La perspectiva de Córdova es una feliz combinación de historia, ciencia política y derecho constitucional, que aplicada al análisis de la Revolución, de la Constitución y del gobierno rindió resultados originales y sugerentes. Arnaldo Córdova fue un investigador creativo y honesto que sólo interrumpió su carrera académica entre 1982 y 1985, cuando fue elegido diputado a la LII Legislatura por el entonces esperanzador PSUM; fue también un militante comprometido con el proyecto de país que asociaba con el gobierno del presidente Lázaro Cárdenas, y con la noción de un gobierno popular que era la natural derivación de la revolución popular que estaba en el origen del Estado.

A mi manera de ver, el libro más importante de él es La ideología de la Revolución Mexicana. La formación del nuevo régimen, que fue publicado en 1970, en el que examina la Constitución de 1917 desde la perspectiva combinada; pero además del rico análisis que hace del texto constitucional y de la coyuntura histórica en la que fue elaborado, apunta muchas pistas para otras investigaciones.

Creo que la evaluación ponderada de la obra de Córdova ha de tomar en cuenta el contexto en el que escribía. El presidente Miguel de la Madrid lanzó la reforma del Estado para enfrentar la pavorosa crisis de 1982; Carlos Salinas siguió adelante con el programa de desmantelamiento del intervencionismo estatal, y Ernesto Zedillo profundizó cuanto pudo esos cambios, desconfiado como era él del Estado. Desafortunadamente, entre los muchos pecados que podemos reprochar a Salinas y a Zedillo está la ignorancia o la inconciencia histórica, un pecado por el que hemos pagado todos, pero más los justos que los pecadores, porque quizá una de las peores faltas de los así llamados neoliberales es que hayan transformado el Estado sin preguntarse los porqués de la particular fisonomía que había adquirido a finales del siglo XX. De haberlo hecho, es posible que se hubieran detenido a pensar con más cuidado el redimensionamiento del Estado que, en realidad, quería decir la contracción del Estado, sobre todo en materia económica.
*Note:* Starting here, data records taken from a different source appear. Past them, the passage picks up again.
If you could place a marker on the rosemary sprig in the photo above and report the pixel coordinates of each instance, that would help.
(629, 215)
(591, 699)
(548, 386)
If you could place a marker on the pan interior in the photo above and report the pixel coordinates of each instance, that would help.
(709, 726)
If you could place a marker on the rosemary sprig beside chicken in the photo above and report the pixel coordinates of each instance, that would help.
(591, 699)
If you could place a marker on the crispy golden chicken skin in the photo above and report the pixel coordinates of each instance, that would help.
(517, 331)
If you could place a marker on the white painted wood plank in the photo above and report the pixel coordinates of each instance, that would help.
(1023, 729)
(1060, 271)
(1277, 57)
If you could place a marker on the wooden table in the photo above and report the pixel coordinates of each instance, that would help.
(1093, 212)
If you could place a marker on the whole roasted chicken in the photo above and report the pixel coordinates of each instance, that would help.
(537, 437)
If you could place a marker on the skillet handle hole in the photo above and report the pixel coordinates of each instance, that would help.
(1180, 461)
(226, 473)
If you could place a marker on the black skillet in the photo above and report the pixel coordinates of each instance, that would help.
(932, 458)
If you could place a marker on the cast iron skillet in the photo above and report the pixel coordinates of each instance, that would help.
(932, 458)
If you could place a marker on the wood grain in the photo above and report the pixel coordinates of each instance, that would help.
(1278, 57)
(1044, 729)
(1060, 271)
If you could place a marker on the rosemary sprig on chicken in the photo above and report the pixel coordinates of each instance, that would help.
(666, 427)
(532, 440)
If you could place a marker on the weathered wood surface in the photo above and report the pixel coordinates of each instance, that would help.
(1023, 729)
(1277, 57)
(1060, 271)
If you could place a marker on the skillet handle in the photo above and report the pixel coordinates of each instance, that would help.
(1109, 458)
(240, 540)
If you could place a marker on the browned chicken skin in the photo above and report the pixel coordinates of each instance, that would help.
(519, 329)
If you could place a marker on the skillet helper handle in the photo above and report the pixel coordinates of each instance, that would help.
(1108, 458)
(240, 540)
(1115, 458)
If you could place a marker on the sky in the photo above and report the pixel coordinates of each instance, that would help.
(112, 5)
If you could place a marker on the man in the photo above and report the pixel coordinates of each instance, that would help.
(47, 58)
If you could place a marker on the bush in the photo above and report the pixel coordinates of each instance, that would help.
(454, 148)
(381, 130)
La reducción de la presencia estatal en áreas clave para el desarrollo del país, por ejemplo en la industria o en la educación, ha tenido consecuencias de largo plazo muy costosas: una desindustrialización precoz o la pérdida de signos comunes de identidad en una sociedad crecientemente diferenciada. Los reformadores tendrían que haber pensado que sin Estado les iba a ser mucho más difícil gobernar, y que esa responsabilidad pasaría entonces a grupos privados o a comisiones autónomas que gobiernan para ellos, y nada más. Tampoco se dieron cuenta de que el Estado era un factor central para el éxito de sus reformas, y que cuando lo hicieron a un lado, ellos mismos condenaban su propio programa al fracaso.
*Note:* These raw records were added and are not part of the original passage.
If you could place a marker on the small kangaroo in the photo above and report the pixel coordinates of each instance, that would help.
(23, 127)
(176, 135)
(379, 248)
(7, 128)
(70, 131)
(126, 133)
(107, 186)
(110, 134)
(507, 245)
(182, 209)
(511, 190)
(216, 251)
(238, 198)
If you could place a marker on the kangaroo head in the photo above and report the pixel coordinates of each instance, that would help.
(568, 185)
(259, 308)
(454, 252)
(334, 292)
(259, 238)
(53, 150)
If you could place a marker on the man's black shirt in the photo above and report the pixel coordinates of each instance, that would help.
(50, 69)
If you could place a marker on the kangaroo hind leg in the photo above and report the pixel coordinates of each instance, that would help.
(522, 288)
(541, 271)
Es muy posible que los líderes del neoliberalismo mexicano ya se hayan dado cuenta de que el Estado era el aval de la legitimidad de la élite gobernante; que también introducía una cierta coherencia en la sociedad pues era un referente común a buena parte de ella, aun cuando no eran pocos los grupos que quedaban al margen de la autoridad estatal. El Estado le daba a la sociedad un sentido de dirección que hemos perdido, era como una brújula, pues, como escribió Arnaldo Córdova, la mayoría de los mexicanos creíamos –o creemos– en el Estado, incluso si no nos ofrece mucho a cambio ni se compromete demasiado (La historia maestra de la política).
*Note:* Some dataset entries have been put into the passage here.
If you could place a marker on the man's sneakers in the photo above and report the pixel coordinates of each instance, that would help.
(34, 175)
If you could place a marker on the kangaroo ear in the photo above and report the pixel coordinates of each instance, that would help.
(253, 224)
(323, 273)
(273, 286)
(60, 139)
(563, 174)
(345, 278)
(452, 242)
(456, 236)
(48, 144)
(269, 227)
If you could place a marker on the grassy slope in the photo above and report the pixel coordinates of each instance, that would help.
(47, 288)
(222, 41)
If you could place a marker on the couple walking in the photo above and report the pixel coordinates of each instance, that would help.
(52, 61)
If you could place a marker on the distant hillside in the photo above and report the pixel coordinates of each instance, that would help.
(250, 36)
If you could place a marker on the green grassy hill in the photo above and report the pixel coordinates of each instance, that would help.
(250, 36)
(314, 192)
Decía Arnaldo que poco le importaba que lo llamaran estatólatra, o que el gobierno popular que tanto admiraba en la experiencia radical del cardenismo fuera autoritario, porque para él lo que define el poder es la adhesión de los ciudadanos (La historia maestra de la política). Esta aseveración, discutible como es, recoge el compromiso de Córdova con la noción que sostenía de la democracia como el gobierno del pueblo, por el pueblo y para el pueblo. Cómo me gustaría discutir otra vez con él las raíces autoritarias de este planteamiento.